We left first thing in the morning and immediately started ascending up to 14,931 meters (Kunzum Pass), which was the highest point we had been during our entire trip. We noticed it was cold and wet up there, but managed to take a few photos.

The roads throughout the trip were mostly dirt and unpaved, but today brought several more challenges. In the gallery below you will find photos of the roads immediately leaving Kunzum Pass.

Then we encountered our first problem. I noticed it first when I looked to the right and saw there was dirt falling off the side of the mountain, but it was a constant stream of dirt.

As we advanced and slowed, I realized this was my first landslide! Fortunately no one was hurt, but we were sitting ducks. Mud continued to stream down the rock face onto the road, bringing large rocks with it. We sat for one hour, which turned into two hours, as we tried to come up with a way forward.

No one had cell service. Our team was split into two and we had no idea what was going to happen next. Were we going to turn back and camp in the biting cold? At this point, no one really had much to eat and it was now 2 p.m. and we had already been in the car for six hours.

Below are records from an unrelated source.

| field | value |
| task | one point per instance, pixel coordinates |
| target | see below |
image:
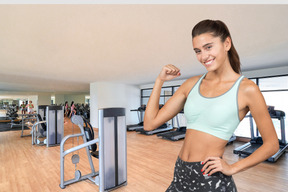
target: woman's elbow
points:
(274, 146)
(147, 126)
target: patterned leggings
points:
(188, 177)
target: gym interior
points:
(107, 57)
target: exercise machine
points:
(112, 152)
(163, 128)
(256, 142)
(50, 127)
(27, 118)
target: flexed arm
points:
(257, 106)
(153, 116)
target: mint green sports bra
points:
(217, 116)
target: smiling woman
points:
(214, 104)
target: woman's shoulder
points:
(248, 87)
(189, 84)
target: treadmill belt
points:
(250, 149)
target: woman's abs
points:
(200, 145)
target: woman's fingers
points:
(212, 165)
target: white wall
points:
(106, 95)
(249, 74)
(59, 99)
(44, 99)
(77, 98)
(34, 99)
(266, 72)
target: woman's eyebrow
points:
(207, 44)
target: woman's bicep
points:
(259, 111)
(171, 108)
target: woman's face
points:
(211, 51)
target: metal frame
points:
(54, 123)
(112, 139)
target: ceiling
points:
(63, 48)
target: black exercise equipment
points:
(256, 142)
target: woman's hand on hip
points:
(212, 165)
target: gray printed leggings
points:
(188, 177)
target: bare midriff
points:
(200, 145)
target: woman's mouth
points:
(208, 63)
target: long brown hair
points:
(219, 29)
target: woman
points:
(214, 104)
(66, 109)
(72, 109)
(30, 107)
(23, 108)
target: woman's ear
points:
(227, 44)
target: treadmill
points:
(140, 124)
(248, 148)
(176, 135)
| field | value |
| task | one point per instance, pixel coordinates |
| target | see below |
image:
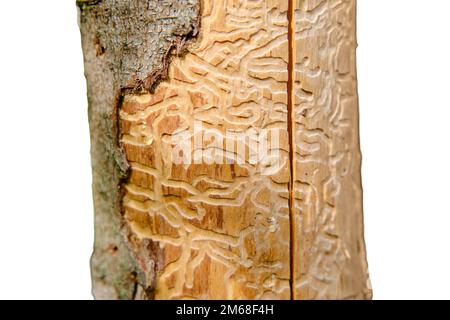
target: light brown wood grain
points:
(212, 228)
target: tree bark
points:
(225, 149)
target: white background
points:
(46, 215)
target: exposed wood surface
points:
(330, 259)
(211, 228)
(221, 230)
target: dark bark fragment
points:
(127, 46)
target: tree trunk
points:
(225, 150)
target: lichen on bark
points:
(127, 46)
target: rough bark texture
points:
(240, 230)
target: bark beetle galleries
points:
(214, 229)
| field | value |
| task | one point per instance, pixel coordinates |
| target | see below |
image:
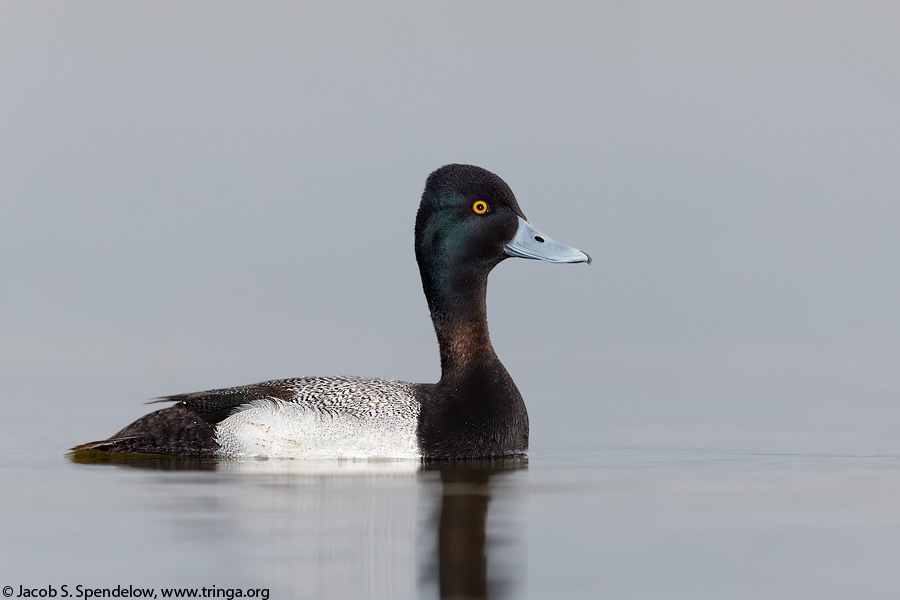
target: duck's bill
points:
(531, 243)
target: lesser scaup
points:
(468, 222)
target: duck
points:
(467, 223)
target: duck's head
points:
(469, 221)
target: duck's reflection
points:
(358, 510)
(466, 546)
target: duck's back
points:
(350, 417)
(343, 417)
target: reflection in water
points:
(465, 548)
(344, 528)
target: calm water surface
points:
(572, 522)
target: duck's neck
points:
(458, 306)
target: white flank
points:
(327, 420)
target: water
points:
(635, 522)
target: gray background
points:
(204, 194)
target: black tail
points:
(176, 430)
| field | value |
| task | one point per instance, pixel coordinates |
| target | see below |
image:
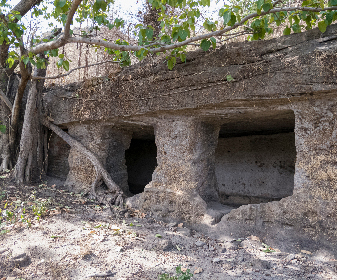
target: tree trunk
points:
(14, 133)
(115, 195)
(30, 164)
(4, 111)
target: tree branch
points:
(66, 74)
(64, 38)
(6, 100)
(114, 46)
(24, 6)
(90, 41)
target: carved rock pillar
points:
(108, 144)
(316, 147)
(185, 176)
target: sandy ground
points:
(78, 239)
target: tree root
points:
(115, 195)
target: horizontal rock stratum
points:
(265, 140)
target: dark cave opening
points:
(141, 160)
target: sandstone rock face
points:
(306, 219)
(185, 176)
(283, 86)
(102, 140)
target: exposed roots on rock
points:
(114, 195)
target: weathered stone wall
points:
(58, 154)
(254, 169)
(187, 107)
(141, 160)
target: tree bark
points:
(116, 193)
(30, 161)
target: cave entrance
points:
(141, 160)
(255, 158)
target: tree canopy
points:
(168, 26)
(177, 20)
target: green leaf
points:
(25, 60)
(149, 33)
(171, 62)
(65, 65)
(61, 3)
(259, 4)
(287, 31)
(2, 128)
(229, 78)
(226, 17)
(58, 64)
(322, 26)
(267, 6)
(182, 34)
(213, 40)
(205, 44)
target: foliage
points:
(180, 275)
(177, 29)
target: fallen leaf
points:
(198, 270)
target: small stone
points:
(21, 260)
(200, 243)
(171, 225)
(118, 249)
(184, 231)
(290, 257)
(165, 244)
(306, 252)
(3, 250)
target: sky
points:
(126, 9)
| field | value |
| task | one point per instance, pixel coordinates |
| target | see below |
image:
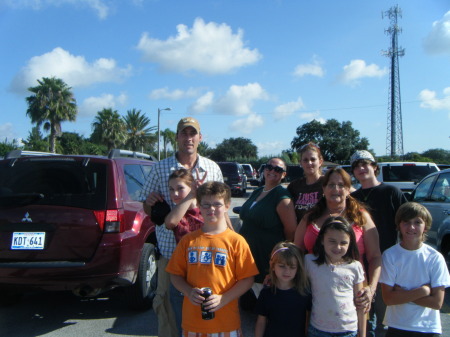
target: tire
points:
(9, 297)
(140, 295)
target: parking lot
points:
(55, 314)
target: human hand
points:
(196, 296)
(213, 302)
(199, 178)
(153, 198)
(364, 298)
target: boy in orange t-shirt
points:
(215, 257)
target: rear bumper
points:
(115, 263)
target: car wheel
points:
(9, 297)
(140, 295)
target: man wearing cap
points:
(383, 202)
(168, 307)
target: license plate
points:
(28, 240)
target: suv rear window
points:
(228, 168)
(59, 181)
(394, 173)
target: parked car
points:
(434, 193)
(405, 175)
(234, 176)
(75, 222)
(249, 172)
(443, 166)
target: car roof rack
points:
(22, 153)
(117, 153)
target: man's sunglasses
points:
(277, 169)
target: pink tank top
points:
(312, 232)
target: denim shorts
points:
(313, 332)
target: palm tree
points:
(51, 104)
(109, 129)
(138, 132)
(168, 138)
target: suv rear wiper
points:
(19, 199)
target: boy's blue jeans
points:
(313, 332)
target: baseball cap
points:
(362, 155)
(188, 121)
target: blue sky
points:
(253, 69)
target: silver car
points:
(434, 193)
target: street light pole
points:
(159, 131)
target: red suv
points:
(71, 222)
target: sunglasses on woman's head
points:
(277, 169)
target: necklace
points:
(340, 213)
(265, 191)
(365, 197)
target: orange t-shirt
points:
(215, 261)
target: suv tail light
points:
(109, 221)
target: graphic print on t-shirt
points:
(306, 200)
(218, 255)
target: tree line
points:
(52, 102)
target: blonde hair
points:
(288, 253)
(411, 210)
(216, 189)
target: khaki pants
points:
(161, 303)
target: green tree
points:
(35, 141)
(7, 146)
(337, 141)
(439, 156)
(239, 149)
(139, 134)
(109, 129)
(51, 103)
(168, 138)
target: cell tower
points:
(394, 137)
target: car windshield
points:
(392, 173)
(247, 169)
(53, 181)
(228, 168)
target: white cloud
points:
(209, 48)
(7, 132)
(438, 40)
(239, 100)
(202, 103)
(248, 124)
(75, 71)
(92, 105)
(430, 101)
(174, 95)
(287, 109)
(271, 148)
(358, 69)
(313, 69)
(99, 6)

Some of those ahead of us, including some motorcyclists, opted to go around the mudslides but it was not easy. We finally took this option and I have some pretty remarkable videos of this, compiled in the gallery below.

Afterward, we had a quick bite to eat in the rain and soldiered on. We only had 17 km to go, but we had no idea what was ahead.

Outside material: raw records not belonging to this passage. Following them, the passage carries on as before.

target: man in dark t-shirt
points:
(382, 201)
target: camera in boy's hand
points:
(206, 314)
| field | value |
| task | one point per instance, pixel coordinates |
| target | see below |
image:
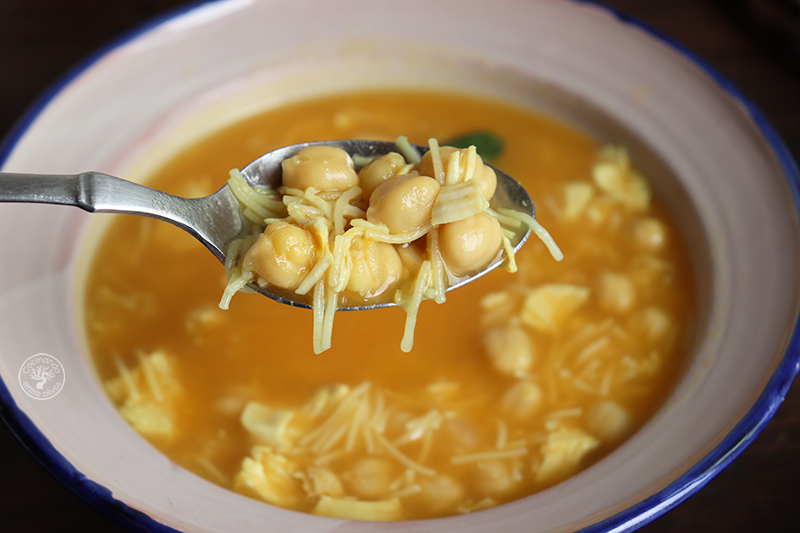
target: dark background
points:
(755, 44)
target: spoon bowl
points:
(216, 220)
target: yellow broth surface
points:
(471, 417)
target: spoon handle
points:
(213, 220)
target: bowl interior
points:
(705, 152)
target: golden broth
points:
(154, 289)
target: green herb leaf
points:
(488, 145)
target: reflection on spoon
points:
(217, 220)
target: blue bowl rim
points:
(630, 519)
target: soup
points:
(333, 233)
(517, 382)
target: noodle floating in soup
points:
(402, 224)
(517, 383)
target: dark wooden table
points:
(754, 43)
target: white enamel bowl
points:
(710, 155)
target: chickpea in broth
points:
(516, 383)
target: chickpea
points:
(404, 203)
(376, 265)
(282, 255)
(379, 170)
(483, 173)
(321, 167)
(496, 477)
(469, 245)
(370, 478)
(439, 493)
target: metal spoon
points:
(216, 220)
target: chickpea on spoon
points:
(332, 225)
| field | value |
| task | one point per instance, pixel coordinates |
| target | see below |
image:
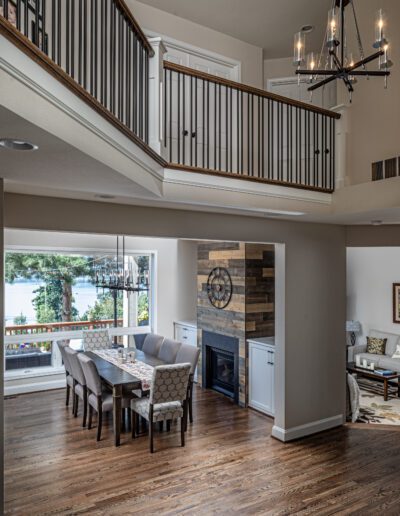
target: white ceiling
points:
(269, 24)
(57, 168)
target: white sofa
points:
(385, 361)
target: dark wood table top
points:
(114, 375)
(351, 366)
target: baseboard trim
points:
(11, 390)
(296, 432)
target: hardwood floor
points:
(230, 465)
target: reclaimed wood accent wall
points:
(251, 311)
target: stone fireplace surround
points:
(251, 311)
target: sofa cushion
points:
(391, 343)
(396, 354)
(376, 346)
(390, 363)
(371, 357)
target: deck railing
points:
(32, 329)
(218, 126)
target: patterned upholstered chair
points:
(167, 400)
(68, 370)
(96, 339)
(152, 344)
(168, 351)
(99, 399)
(79, 389)
(187, 353)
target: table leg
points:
(385, 389)
(117, 395)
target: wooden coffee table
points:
(367, 373)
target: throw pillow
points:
(376, 346)
(396, 354)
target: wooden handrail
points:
(135, 26)
(248, 89)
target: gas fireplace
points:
(221, 364)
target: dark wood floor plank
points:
(230, 465)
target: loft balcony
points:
(186, 132)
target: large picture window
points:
(54, 292)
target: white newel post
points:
(156, 96)
(341, 146)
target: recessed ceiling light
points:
(306, 29)
(104, 196)
(9, 143)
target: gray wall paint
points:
(373, 236)
(314, 384)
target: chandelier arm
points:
(322, 83)
(366, 60)
(376, 73)
(316, 72)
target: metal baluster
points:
(208, 124)
(204, 122)
(219, 127)
(85, 35)
(226, 129)
(195, 121)
(170, 117)
(80, 31)
(59, 33)
(191, 120)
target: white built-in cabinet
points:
(262, 374)
(186, 332)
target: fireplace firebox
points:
(221, 364)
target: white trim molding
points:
(296, 432)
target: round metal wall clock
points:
(219, 287)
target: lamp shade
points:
(353, 326)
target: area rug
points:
(373, 409)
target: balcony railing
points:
(219, 126)
(210, 125)
(96, 48)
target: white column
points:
(156, 108)
(341, 147)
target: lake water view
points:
(19, 296)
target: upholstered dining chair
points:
(187, 353)
(79, 389)
(96, 339)
(99, 399)
(152, 344)
(68, 370)
(168, 351)
(167, 400)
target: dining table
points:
(120, 382)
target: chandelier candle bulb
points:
(299, 48)
(380, 29)
(331, 38)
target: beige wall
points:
(313, 387)
(175, 266)
(374, 115)
(1, 350)
(186, 31)
(278, 68)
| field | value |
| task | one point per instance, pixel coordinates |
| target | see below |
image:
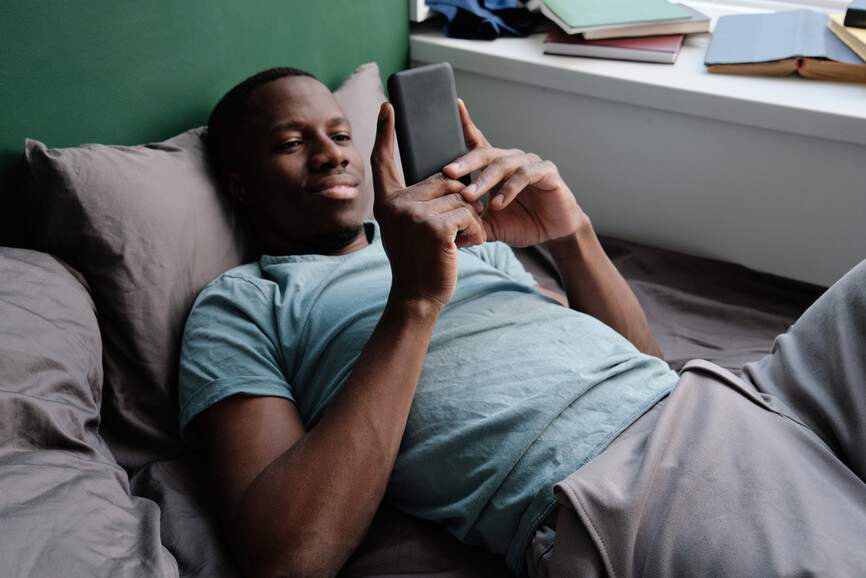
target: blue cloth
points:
(516, 392)
(483, 19)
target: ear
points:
(237, 188)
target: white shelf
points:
(823, 109)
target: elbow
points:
(303, 558)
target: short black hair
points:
(228, 114)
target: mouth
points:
(339, 187)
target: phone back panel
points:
(428, 125)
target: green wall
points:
(126, 72)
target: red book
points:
(664, 49)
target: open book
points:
(781, 43)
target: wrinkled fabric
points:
(483, 19)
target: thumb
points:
(386, 180)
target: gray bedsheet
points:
(67, 508)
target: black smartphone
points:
(429, 131)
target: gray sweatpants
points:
(758, 475)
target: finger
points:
(476, 159)
(464, 226)
(542, 175)
(498, 172)
(386, 180)
(472, 136)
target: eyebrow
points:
(294, 124)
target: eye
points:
(290, 144)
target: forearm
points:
(594, 286)
(311, 506)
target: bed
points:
(106, 245)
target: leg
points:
(721, 482)
(818, 369)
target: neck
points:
(344, 241)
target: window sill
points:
(823, 109)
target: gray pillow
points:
(148, 228)
(65, 503)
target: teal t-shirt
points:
(517, 391)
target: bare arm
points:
(593, 285)
(531, 204)
(299, 502)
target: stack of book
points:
(641, 30)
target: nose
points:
(328, 154)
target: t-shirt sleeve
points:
(500, 256)
(230, 346)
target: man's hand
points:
(529, 201)
(422, 225)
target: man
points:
(412, 360)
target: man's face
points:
(302, 177)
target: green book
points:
(589, 13)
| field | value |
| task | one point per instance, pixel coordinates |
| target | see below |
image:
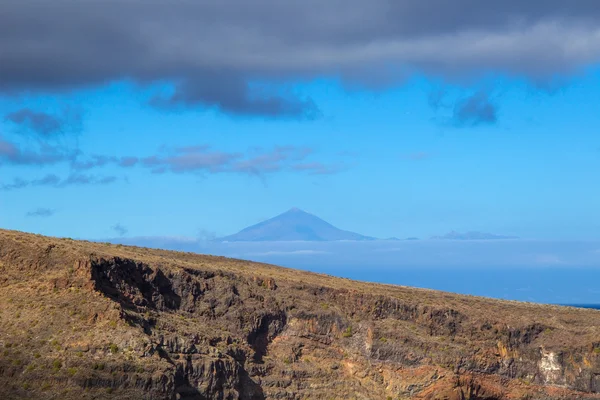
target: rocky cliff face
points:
(84, 320)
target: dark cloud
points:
(120, 229)
(41, 212)
(54, 181)
(203, 159)
(231, 94)
(476, 109)
(44, 124)
(260, 47)
(45, 154)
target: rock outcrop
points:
(86, 320)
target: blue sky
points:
(195, 120)
(380, 162)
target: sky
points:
(196, 119)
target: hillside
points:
(293, 224)
(81, 320)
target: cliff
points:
(81, 320)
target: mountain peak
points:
(293, 225)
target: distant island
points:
(298, 225)
(293, 225)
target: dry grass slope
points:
(88, 320)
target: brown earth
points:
(82, 320)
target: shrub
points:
(347, 332)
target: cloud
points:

Given the nonstop rain, we knew that we had challenges, but this one was even more interesting. We came to a point where we were next to a raging river and then we noticed the road itself had become a raging river. One of the vans got stuck, but our kitchen truck came to the rescue.

There were literally seven or eight people trying in vain to get the van unstuck (all of them braving the frigid ankle-deep water to do so) but the kitchen truck and a piece of rope got the job done.

The video in the gallery shows our vehicles truly doing some amazing “off roading” in order to get us safely to our next camp site, which we finally reached around 7 p.m. Granted we were back in pit toilets covered by the blue tents, but this was surely better than traversing rivers in our vehicles.